A carriage horse clip-clopped down the asphalt trail winding through the park, past darker avenues in the trees that undoubtedly concealed any number of dangers. The lovers in the carriage were silent and busy, as if their passion had magically pushed back the darkness and the ghosts haunting the garbage-strewn paths, driven far away the homeless skittering between the islands of streetlamp lights and the rats wrestling under the sewer grates. The carriage approached, then rumbled away into the distant roar of the city.

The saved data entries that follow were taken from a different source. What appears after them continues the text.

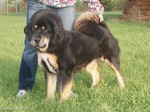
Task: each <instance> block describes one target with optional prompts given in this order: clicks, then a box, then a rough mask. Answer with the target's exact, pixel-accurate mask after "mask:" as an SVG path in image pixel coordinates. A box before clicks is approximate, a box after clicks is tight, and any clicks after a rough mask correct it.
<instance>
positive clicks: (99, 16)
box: [99, 14, 104, 23]
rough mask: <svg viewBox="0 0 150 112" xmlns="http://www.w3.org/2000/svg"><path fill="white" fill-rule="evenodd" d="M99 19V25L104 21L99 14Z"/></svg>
mask: <svg viewBox="0 0 150 112" xmlns="http://www.w3.org/2000/svg"><path fill="white" fill-rule="evenodd" d="M99 19H100V23H102V22H103V21H104V18H103V15H102V14H99Z"/></svg>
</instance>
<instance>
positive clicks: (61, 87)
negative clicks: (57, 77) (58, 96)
mask: <svg viewBox="0 0 150 112" xmlns="http://www.w3.org/2000/svg"><path fill="white" fill-rule="evenodd" d="M72 84H73V79H71V80H70V81H68V82H67V83H66V84H65V85H62V84H61V87H60V101H65V100H67V99H68V97H69V96H70V94H71V88H72Z"/></svg>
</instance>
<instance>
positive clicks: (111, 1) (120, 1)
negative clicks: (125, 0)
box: [101, 0, 125, 11]
mask: <svg viewBox="0 0 150 112" xmlns="http://www.w3.org/2000/svg"><path fill="white" fill-rule="evenodd" d="M124 1H125V0H101V3H102V4H103V5H104V8H105V11H111V10H119V11H120V10H122V9H123V6H124Z"/></svg>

Above the canopy of the carousel, Alek could make out a few of the brighter stars through the haze of light and air pollution that constantly blanketed the city in an unhealthy golden brown atmosphere. Sirius. The jackal that called the Nile to crest. He watched for many minutes as the star grew brighter like a lighted hole punched through black paper. He rose at last only when the sun touched the horizon of cityscape rising like the humps of a leviathan above the trees. Nightfall. The coming dark meant the junkheads and the staggering psychotic homeless would begin their evening stake-outs of park benches.
He shrugged, coughed, his throat raw as sandpaper. His muscles felt shortened and his stomach ached hollowly. Maybe, he thought, if he'd tried to exist on something other than his usual cataclysm of caffeine, booze and aspirin he'd be better suited to tonight. Right now, though, the thought of food turned his stomach inside out.
Tonight.
He and the new one would not spend tonight at Dairy Queen. He knew that. It would be a disaster. He knew that too. Felt it murmured in his bones. This Sean Stone character didn't need apprenticeship; obviously, he needed exorcism.
Alek sighed. For Amadeus. He would endure for Amadeus. Like the Christ that had presently forsaken his race, he would suffer for love.
But first he needed a drink before this hellnight began. He picked himself up, shook himself clean of snow, and headed uptown toward Sam's Place.